3. Does this case demonstrate the limitations of the PIL model? The order is particularly concerned about the security of the SPOs who would be disarmed, and asks the very Government which was complicit in these unconstitutional appointments to ensure their safety.

4. The original petition (250/2007) had asked to stop the appointments of SPOs who were minors. Apart from the reference to tribal "youths" or "youngsters", the Court does not look at the impact of minority in any detail. Perhaps it is assumed. In one part of the order, the Court discusses how the "informed consent" of those who had received such limited training / skills could not be presumed, even if they were not above the age of eighteen.

Note that the decision has not completely negated the use of SPOs in Chhattisgarh, but has only restricted their deployment in case of natural / manmade disasters where relief work is necessary or to regulate traffic. Essentially the idea seems to place them in non-combatant positions.

We also discussed the use of SPOs in other states - particularly, Karnataka and Kashmir, and what the manner of regulation was in these instances. It appears that the SC's interpretation also takes cognisance of the peculiar nature of the Chhattisgarh situation, without buying into the argument by the Government that it was an exceptional situation which demanded "extraordinary" measures.
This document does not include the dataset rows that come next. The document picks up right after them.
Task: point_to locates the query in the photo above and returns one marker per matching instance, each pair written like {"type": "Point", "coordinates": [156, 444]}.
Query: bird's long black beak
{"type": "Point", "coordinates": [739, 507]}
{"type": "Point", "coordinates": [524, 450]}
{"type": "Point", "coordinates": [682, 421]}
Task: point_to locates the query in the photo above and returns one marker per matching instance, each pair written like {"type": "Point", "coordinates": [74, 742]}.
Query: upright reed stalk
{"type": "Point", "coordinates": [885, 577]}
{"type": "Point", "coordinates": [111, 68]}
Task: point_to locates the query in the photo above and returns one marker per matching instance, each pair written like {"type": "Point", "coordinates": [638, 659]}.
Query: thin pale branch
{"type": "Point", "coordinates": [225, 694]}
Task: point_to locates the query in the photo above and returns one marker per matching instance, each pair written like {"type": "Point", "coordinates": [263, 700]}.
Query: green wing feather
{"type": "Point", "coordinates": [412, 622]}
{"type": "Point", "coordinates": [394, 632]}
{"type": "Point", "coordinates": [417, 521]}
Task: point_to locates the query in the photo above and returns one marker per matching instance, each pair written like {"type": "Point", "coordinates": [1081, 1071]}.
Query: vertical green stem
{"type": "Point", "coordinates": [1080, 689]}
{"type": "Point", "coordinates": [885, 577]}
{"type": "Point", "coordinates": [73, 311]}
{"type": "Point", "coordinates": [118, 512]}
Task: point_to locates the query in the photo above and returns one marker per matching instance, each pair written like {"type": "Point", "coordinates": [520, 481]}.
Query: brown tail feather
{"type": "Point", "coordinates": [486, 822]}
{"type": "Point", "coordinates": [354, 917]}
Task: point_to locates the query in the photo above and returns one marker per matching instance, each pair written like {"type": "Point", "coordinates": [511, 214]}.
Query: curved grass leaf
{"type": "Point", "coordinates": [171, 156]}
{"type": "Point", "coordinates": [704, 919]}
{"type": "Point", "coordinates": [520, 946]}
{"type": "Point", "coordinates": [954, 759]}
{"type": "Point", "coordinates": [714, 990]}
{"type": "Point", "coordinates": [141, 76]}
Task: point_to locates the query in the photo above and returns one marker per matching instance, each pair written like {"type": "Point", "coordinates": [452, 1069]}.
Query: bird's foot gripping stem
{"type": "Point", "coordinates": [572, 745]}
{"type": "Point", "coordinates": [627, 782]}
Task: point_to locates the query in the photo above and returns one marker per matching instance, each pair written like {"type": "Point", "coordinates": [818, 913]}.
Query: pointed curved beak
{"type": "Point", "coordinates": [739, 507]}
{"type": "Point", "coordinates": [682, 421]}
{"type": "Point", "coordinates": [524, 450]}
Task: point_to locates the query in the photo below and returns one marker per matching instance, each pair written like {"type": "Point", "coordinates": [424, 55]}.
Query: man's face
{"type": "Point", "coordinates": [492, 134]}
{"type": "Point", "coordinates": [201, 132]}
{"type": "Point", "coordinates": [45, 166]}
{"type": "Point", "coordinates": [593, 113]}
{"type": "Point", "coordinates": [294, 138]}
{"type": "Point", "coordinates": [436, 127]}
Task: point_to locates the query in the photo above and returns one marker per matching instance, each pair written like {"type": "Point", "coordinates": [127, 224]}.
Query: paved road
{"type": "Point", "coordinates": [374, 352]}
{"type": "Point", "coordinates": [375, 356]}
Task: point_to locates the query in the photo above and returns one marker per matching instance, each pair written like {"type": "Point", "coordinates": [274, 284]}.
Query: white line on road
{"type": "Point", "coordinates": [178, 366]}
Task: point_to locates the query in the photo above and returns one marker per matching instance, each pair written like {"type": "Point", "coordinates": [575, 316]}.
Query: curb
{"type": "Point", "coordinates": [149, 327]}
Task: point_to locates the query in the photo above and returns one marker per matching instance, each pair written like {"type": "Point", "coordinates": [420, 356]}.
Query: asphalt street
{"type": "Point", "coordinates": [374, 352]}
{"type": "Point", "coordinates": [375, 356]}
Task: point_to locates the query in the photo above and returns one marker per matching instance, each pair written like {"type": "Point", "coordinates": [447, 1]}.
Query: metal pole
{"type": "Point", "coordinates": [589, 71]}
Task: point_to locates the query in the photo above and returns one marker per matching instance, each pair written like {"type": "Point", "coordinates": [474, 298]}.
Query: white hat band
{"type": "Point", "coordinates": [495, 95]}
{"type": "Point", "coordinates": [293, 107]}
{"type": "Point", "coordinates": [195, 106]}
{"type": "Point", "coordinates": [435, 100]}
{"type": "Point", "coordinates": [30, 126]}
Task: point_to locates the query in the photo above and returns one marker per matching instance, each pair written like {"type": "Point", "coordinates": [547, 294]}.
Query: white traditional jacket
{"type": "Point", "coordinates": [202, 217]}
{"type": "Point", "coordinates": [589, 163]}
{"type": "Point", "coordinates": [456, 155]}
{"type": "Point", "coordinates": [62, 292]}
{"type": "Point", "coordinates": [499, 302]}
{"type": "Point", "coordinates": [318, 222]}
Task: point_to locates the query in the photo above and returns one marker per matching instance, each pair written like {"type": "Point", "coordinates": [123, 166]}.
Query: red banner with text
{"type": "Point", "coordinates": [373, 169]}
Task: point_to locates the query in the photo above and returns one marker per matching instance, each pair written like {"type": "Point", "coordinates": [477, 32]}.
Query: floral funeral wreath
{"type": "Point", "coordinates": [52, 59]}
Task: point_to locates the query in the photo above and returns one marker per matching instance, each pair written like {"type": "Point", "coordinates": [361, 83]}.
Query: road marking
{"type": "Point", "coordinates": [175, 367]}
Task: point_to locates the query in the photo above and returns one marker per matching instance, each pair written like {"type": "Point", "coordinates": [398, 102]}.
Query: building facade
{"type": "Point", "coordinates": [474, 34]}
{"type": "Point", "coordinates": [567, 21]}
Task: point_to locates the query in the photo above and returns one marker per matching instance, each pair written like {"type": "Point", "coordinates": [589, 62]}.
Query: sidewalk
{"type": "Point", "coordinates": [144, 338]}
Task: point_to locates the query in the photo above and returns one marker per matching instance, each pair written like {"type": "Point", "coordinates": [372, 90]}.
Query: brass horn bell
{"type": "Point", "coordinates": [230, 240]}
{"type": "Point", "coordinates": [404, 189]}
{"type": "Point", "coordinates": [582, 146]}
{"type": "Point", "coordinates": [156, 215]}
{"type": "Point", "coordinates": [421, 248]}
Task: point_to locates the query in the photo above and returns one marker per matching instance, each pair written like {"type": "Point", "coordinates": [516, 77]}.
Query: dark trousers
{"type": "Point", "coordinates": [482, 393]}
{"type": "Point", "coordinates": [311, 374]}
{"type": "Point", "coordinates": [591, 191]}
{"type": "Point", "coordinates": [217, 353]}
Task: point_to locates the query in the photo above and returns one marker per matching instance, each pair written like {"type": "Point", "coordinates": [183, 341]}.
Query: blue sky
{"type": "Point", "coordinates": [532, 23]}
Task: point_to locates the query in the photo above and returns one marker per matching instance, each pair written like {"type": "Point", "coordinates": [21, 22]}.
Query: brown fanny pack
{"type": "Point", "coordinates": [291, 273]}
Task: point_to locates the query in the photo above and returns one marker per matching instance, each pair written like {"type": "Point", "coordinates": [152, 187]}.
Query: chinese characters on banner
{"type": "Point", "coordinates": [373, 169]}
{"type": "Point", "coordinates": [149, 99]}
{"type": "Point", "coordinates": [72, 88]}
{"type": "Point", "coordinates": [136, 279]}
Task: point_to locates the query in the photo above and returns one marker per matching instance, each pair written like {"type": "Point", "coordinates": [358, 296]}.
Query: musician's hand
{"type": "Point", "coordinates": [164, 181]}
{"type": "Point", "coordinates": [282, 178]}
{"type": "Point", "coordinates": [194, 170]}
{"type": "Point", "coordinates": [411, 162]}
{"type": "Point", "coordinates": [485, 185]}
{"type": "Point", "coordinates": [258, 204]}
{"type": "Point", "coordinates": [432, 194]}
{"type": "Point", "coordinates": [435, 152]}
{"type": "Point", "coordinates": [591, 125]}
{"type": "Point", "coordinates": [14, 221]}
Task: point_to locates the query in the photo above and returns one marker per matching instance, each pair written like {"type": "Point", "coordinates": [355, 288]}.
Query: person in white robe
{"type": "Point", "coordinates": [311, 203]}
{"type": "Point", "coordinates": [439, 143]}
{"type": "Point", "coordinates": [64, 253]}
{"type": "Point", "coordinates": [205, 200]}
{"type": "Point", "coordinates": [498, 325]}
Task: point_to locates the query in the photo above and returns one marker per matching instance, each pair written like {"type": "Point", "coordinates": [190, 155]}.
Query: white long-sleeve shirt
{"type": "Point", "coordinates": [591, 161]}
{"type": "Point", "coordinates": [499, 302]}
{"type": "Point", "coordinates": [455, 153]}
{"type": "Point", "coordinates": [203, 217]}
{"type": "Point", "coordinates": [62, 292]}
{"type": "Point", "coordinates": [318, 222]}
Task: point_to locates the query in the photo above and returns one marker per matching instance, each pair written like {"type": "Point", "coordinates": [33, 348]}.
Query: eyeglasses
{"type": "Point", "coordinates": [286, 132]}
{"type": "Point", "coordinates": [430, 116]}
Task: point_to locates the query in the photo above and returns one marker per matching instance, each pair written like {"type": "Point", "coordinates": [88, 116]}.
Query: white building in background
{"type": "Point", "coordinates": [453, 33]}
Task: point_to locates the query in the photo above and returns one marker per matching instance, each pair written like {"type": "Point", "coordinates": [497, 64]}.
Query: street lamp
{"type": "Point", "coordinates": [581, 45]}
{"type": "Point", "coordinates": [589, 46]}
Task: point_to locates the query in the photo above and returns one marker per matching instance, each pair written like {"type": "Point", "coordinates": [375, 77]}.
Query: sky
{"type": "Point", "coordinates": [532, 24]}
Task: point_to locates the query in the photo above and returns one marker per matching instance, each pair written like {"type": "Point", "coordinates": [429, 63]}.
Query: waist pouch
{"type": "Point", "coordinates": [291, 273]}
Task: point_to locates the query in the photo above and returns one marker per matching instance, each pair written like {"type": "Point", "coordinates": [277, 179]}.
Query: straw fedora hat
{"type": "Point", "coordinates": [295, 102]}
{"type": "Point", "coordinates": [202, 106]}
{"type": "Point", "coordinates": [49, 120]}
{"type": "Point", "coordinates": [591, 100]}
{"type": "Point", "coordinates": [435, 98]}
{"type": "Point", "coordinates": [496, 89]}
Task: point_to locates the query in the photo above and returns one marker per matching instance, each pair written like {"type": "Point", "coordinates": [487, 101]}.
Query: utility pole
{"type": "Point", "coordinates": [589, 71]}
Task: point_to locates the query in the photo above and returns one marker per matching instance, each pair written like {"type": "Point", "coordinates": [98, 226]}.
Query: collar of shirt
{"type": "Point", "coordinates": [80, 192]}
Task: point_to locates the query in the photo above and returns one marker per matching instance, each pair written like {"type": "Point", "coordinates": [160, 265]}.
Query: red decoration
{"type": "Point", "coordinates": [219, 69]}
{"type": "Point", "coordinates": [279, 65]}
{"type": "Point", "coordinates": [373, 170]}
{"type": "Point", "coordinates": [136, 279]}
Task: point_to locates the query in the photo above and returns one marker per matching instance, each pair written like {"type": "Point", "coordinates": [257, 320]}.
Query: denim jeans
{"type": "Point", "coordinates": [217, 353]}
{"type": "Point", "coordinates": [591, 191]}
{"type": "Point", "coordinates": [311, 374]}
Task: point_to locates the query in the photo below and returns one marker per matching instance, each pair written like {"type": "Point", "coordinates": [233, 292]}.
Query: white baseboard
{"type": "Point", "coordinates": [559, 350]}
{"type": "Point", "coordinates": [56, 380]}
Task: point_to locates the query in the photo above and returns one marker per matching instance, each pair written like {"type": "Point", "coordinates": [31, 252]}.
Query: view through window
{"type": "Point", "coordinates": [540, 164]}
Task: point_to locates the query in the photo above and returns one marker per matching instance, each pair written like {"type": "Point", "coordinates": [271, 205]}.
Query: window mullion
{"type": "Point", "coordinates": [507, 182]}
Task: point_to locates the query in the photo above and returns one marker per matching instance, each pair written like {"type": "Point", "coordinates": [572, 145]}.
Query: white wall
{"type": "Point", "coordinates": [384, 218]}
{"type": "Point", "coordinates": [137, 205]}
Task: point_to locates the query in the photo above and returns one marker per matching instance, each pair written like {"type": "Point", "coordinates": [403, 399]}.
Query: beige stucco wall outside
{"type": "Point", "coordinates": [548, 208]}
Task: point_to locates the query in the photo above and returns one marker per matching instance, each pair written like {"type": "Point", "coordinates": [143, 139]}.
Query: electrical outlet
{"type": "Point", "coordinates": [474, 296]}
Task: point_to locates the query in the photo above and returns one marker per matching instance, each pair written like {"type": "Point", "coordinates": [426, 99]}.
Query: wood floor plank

5. Were all the reliefs that were asked for addressed in the order? Notably, the case does not address the question of compensation even though a rehabilitation scheme has been proposed by the petitioners during the course of litigation. Further, the evacuation of the schools and hospitals is still being monitored. The CBI has also been directed by the Court to look into the burning of villages.

6. What were the consequences of the order? We briefly looked into how the disarming of SPOs was immediately carried out, but that there were some disquieting responses in and around the villages. The order specifically noted how the Court had ordered that the security of the SPos be ensured. Perhaps the disarming was immediate, proof of the SC's growing legitimacy as a public institution. In this context, we also discussed the not-so-immediate responses in the Right to Food cases or the deletrious effects of some of the orders from the Forest Bench.

7. Should the first few pages of the order (discussing constitutional visions and the ill effects of globalisation etc.) be ignored? Some expressed the idea that these might be necessary to convince the presiding judges of the gravity of the situations. Others shared experiences where the observations in a case (as opposed to the ratio of the case) had been cited before other benches in order to get a favourable order! While rhetoric in and of itself would not be useful without a legally reasoned order, it does play an important supplemental role. We also noted how cases such as Olga Tellis are cited and used to press constitutional arguments on say, dignity of
citizens, although the final order in the case was not favourable to the petitioner. Another example in this regard seems to be Menaka Gandhi.

There was also a brief discussion on the role of the Supreme court and judicial overreach and why citizens approach the appellate courts rather than use avenues open to approach the legislature. We also discussed a few initiatives where this scenario appears to be changing.